The program of The Gallery Club is funded through art sales, curated dinners, private and corporate event organization, donations and grants. All the activities organized by The Gallery Club benefit the photographers and the foundation.
This week we’re highlighting the work of New York based photographer Christopher Payne. Since 2008 – with permission from the NYC Parks Department – Payne has been one of a few photographers allowed on North Brother Island, an uninhabited island of ruins in New York City that hardly anyone knows and a secret existing in plain sight. It is both part of the city and a world apart from it. Its twenty acres sit low in the East River.
North Brother Island came into prominence in the late 19th century, when public health issues of an exploding population regularly made headlines. Like other islands in the harbor, it was perfectly suited as a buffer against contagions, and from the 1870s through the 1930s it was used primarily as a quarantine hospital (the infamous Typhoid Mary was confined there).

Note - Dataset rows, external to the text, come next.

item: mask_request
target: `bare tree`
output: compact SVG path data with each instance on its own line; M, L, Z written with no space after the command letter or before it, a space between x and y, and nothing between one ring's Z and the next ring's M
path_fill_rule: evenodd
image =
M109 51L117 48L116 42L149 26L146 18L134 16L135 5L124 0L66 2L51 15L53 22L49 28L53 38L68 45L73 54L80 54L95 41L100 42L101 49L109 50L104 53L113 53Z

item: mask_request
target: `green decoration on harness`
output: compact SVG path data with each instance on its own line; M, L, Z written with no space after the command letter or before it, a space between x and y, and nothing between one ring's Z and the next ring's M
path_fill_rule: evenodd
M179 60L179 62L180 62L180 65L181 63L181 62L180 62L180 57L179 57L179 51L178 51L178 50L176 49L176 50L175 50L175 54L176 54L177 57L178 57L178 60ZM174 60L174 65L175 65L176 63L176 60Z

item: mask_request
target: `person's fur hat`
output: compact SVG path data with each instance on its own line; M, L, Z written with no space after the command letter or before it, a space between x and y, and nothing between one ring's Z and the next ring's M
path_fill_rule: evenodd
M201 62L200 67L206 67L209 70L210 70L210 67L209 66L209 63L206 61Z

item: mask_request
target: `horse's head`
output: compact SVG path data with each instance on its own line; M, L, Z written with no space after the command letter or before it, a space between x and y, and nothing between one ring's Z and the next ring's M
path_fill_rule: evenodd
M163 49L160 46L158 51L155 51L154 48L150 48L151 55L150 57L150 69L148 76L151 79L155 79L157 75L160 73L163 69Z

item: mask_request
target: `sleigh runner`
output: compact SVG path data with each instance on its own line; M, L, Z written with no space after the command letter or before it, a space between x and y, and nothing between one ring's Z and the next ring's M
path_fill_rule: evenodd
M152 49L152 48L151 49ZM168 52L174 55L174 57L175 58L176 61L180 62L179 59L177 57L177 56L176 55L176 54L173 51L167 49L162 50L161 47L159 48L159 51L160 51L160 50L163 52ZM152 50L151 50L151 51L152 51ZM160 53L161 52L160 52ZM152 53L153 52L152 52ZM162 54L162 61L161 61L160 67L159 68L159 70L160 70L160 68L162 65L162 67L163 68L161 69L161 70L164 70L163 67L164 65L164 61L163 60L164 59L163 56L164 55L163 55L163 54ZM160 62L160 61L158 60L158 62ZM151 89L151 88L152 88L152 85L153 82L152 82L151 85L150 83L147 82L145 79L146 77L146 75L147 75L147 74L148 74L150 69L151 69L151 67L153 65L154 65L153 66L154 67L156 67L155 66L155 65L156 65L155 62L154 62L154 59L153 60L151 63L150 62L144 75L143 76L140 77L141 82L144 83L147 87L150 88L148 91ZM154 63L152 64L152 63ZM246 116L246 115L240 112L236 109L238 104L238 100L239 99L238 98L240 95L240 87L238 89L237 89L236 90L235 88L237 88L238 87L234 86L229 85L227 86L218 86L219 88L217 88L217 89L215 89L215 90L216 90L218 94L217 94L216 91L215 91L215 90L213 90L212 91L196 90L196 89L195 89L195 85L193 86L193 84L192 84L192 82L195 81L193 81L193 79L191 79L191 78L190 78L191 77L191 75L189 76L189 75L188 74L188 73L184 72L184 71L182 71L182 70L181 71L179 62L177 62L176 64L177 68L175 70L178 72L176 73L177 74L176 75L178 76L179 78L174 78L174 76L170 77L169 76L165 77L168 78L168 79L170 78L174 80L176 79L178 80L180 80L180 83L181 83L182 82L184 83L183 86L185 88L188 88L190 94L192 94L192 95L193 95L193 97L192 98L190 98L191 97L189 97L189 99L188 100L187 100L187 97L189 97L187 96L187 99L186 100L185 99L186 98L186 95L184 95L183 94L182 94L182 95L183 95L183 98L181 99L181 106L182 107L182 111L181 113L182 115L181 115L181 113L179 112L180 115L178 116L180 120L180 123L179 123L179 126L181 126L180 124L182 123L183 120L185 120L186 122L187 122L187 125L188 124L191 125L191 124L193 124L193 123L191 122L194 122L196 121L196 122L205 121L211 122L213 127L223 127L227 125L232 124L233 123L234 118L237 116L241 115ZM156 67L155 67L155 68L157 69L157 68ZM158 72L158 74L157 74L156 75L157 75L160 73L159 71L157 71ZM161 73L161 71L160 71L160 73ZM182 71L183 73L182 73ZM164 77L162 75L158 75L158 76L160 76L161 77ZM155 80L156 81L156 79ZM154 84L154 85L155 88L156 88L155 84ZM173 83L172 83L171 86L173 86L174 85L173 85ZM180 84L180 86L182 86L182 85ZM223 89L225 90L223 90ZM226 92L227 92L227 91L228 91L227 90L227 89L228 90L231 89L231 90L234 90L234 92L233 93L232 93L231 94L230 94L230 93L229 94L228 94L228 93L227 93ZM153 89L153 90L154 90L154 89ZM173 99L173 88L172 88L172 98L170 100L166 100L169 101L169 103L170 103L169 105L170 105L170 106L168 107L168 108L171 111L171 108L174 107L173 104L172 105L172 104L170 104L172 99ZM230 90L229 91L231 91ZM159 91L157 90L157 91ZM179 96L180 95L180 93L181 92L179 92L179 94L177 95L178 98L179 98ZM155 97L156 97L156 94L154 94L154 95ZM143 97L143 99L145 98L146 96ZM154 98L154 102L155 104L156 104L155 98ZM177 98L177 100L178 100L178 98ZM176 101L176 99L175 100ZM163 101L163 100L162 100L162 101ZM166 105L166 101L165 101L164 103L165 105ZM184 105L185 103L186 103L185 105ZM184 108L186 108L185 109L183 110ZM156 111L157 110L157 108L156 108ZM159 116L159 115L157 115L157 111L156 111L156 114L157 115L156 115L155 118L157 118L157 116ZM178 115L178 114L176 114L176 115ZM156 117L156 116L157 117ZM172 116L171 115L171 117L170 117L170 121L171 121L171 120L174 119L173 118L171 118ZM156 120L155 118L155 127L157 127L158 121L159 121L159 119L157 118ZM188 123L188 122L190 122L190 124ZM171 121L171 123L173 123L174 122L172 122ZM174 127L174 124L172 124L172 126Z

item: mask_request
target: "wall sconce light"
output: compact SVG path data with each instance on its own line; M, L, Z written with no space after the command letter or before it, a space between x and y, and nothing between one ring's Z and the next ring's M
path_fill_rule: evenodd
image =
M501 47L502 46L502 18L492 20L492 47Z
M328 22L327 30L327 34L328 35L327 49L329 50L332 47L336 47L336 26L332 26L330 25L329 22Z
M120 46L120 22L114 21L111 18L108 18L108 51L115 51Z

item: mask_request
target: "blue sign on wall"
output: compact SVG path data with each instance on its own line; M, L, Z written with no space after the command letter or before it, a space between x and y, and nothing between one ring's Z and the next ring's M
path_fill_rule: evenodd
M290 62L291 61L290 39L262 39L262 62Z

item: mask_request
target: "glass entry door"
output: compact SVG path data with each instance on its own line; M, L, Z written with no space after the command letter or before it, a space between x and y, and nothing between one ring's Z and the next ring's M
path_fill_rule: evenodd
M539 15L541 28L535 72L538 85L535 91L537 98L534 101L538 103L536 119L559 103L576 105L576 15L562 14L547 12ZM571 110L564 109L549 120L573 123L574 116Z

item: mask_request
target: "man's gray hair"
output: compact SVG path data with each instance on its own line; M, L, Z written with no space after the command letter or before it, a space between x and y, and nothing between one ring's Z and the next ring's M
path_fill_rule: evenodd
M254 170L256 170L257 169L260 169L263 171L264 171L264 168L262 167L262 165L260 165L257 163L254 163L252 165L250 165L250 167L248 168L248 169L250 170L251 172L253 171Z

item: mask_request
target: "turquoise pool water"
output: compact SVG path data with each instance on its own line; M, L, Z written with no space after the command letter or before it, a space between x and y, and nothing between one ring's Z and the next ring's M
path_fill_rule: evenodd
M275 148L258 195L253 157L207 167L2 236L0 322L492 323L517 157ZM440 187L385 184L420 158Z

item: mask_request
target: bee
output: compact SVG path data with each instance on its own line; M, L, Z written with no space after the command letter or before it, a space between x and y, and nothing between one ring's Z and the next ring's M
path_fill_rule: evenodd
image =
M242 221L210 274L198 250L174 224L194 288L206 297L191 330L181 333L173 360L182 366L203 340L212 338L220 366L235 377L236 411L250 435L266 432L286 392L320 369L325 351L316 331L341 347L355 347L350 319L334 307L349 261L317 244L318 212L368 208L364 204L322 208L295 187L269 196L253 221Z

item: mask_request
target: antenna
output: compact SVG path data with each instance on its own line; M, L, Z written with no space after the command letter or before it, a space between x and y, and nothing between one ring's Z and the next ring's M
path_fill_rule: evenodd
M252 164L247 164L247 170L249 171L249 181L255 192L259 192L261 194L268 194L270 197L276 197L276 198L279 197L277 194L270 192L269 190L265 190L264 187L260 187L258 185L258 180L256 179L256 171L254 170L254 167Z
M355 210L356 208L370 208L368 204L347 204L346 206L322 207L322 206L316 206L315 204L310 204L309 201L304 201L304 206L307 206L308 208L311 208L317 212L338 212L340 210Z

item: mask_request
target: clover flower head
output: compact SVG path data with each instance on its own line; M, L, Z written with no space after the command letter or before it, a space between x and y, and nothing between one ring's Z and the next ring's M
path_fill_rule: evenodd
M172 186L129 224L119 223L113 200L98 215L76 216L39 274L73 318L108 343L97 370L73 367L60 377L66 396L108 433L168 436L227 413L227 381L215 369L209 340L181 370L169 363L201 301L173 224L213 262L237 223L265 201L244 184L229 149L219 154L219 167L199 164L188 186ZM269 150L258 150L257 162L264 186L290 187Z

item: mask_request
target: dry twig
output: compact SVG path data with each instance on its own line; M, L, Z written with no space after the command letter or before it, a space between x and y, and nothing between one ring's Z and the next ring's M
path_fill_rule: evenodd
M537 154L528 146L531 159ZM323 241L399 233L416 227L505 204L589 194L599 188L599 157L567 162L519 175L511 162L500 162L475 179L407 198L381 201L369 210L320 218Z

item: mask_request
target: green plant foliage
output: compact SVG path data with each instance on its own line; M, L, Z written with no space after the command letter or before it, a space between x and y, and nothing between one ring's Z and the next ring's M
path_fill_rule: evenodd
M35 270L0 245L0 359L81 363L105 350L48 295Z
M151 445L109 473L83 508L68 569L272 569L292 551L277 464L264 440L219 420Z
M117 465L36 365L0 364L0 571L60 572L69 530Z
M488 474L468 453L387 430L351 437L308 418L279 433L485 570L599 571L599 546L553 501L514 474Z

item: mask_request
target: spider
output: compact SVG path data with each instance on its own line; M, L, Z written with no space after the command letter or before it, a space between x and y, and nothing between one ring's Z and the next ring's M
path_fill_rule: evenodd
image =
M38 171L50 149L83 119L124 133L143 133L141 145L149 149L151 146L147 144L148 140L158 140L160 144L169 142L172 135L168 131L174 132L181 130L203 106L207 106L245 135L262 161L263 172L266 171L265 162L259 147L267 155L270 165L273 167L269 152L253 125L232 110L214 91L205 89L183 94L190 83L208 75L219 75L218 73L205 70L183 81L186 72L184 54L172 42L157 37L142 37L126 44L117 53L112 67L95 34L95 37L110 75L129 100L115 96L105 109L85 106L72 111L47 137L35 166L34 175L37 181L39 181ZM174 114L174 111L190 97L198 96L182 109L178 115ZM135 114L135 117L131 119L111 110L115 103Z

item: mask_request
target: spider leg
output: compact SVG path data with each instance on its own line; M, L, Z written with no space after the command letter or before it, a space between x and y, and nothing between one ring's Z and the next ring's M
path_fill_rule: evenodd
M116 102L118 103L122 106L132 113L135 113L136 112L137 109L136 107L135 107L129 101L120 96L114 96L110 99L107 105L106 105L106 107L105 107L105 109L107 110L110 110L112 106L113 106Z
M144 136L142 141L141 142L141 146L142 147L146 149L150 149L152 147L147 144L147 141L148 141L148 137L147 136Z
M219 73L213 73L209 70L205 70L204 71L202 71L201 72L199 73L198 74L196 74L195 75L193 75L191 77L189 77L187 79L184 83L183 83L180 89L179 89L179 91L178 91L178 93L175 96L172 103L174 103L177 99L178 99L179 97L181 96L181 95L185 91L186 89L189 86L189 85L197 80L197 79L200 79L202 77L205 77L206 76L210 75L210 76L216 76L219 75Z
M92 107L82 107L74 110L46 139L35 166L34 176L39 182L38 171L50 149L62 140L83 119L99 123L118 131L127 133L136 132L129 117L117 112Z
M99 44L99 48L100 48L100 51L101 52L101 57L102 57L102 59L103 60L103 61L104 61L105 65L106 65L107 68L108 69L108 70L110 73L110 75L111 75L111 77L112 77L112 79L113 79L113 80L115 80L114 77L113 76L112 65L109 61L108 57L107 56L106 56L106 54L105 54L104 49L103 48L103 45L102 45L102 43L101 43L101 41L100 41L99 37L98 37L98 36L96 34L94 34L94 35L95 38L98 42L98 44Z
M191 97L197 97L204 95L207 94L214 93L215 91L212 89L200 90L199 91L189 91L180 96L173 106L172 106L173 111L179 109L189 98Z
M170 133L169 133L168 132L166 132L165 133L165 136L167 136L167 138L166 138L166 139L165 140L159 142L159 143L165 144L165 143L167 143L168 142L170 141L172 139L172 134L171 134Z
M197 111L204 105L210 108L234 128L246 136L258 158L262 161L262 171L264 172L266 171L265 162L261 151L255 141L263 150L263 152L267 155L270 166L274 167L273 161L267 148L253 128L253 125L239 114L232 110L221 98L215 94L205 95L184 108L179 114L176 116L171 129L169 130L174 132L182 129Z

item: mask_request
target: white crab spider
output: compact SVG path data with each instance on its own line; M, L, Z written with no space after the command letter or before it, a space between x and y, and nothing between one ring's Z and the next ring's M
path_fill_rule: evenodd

After WWII it provided a temporary home for veterans, and from the 1950s it was used as a juvenile drug treatment center until its closure in 1963. Over the years, new uses have been proposed for the island, but by and large it has been forgotten. Thanks to a threatened species of shorebird, the black-crowned night heron, North Brother has been designated as conservation land, to protect nesting grounds for the herons, which have unwittingly helped to preserve the island’s forgotten fragments of New York’s history.
Abandoned ferry slips, North Brother Island, 2004
Baryta fine art paper print
21 x 30 cm
Edition of 20
€ 300 (incl. 9% VAT, excl. frame and shipping)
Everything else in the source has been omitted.